De même, les téléphones intelligents n'ont jamais été aussi populaires. Les Canadiens sont de plus en plus nombreux à utiliser principalement ces appareils pour parler, texter, naviguer dans Internet, télécharger des données et regarder des vidéos et des émissions de télévision. De 2011 à 2012, le pourcentage de Canadiens qui possédaient un téléphone intelligent est passé de 38 p. 100 à 51 p. 100.

Actuellement, 99 p. 100 de la population dispose d'un accès aux réseaux sans fil qui soutiennent les téléphones intelligents, les tablettes et autres appareils qui permettent d'accéder aux données d'Internet. Par ailleurs, les entreprises procèdent à des investissements importants dans les réseaux de la prochaine génération, que l'on appelle les réseaux de technologie d'évolution à long terme ou réseaux LTE. Le pourcentage de Canadiens qui peuvent accéder à ces réseaux plus rapides est passé de 45 p. 100 en 2011 à 72 p. 100 en 2012. Une telle atteinte est impressionnante lorsque l'on songe aux défis que représente la taille de la géographie du Canada.

Nous sommes présentement à collecter l'information pour l'année 2013. Les données mises à jour feront partie de notre publication annuelle, le Rapport de surveillance des communications.

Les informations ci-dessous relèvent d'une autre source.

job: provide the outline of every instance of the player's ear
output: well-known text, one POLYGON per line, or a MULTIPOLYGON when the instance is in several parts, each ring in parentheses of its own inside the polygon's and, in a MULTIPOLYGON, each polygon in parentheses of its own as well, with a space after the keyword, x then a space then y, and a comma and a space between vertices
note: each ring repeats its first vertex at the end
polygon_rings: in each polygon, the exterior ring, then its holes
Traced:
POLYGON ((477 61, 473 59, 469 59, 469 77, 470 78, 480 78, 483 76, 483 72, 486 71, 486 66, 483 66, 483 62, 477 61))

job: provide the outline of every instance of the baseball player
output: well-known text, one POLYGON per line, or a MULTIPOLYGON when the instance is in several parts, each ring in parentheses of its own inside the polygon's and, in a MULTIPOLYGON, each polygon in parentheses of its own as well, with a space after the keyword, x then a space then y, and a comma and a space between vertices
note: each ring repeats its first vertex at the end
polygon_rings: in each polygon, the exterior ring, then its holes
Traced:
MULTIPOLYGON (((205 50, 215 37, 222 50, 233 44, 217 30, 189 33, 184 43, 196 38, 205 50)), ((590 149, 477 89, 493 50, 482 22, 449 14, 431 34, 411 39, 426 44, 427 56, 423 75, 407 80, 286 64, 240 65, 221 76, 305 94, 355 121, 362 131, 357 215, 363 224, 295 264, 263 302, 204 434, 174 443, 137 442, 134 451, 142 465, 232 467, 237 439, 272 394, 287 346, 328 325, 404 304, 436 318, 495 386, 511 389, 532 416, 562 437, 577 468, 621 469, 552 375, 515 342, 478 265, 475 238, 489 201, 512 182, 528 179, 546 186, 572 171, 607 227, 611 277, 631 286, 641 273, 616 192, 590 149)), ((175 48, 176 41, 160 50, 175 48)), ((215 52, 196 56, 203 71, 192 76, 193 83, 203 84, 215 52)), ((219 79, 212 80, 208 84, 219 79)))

Lorsque nous examinons le rendement global du secteur du sans fil, il importe de nous rappeler qu'il existe un marché de détail et un marché de gros. Sans surprise, le marché de détail représente les services que les entreprises offrent aux consommateurs canadiens. L'an dernier, le CRTC a mis de l'avant un code sur les services sans fil qui contribue à un marché de détail plus dynamique. Grâce au code, les Canadiens peuvent faire des choix éclairés quant aux services et aux entreprises qui répondent le mieux à leurs besoins. Un des éléments du code permet aux Canadiens d'annuler sans frais leurs contrats après deux ans ou plus tôt. Le code offre également aux abonnés de services sans fil des protections supplémentaires, notamment un plafond sur les frais des services d'itinérance au pays et à l'étranger.

De son côté, le marché du gros porte sur des ententes entre entreprises. En 2012, les revenus générés par ces accords, y compris les services d'itinérance, s'élevaient à 800 millions de dollars. Au Canada, plusieurs entreprises de services sans fil possèdent leurs propres réseaux afin de servir leurs clients dans des zones géographiques précises. Cependant, elles doivent se tourner vers les réseaux d'autres entreprises lorsque leurs clients se déplacent à l'extérieur de leur zone de couverture. Voilà ce qu'on appelle l'itinérance. En vertu des ententes sur les services d'itinérance, les différentes entreprises de services sans fil mettent leurs propres réseaux à la disposition de l'une et de l'autre entreprise. Cela fait en sorte que les Canadiens peuvent continuer d'utiliser leurs cellulaires et autres appareils mobiles lorsqu'ils sont en déplacement.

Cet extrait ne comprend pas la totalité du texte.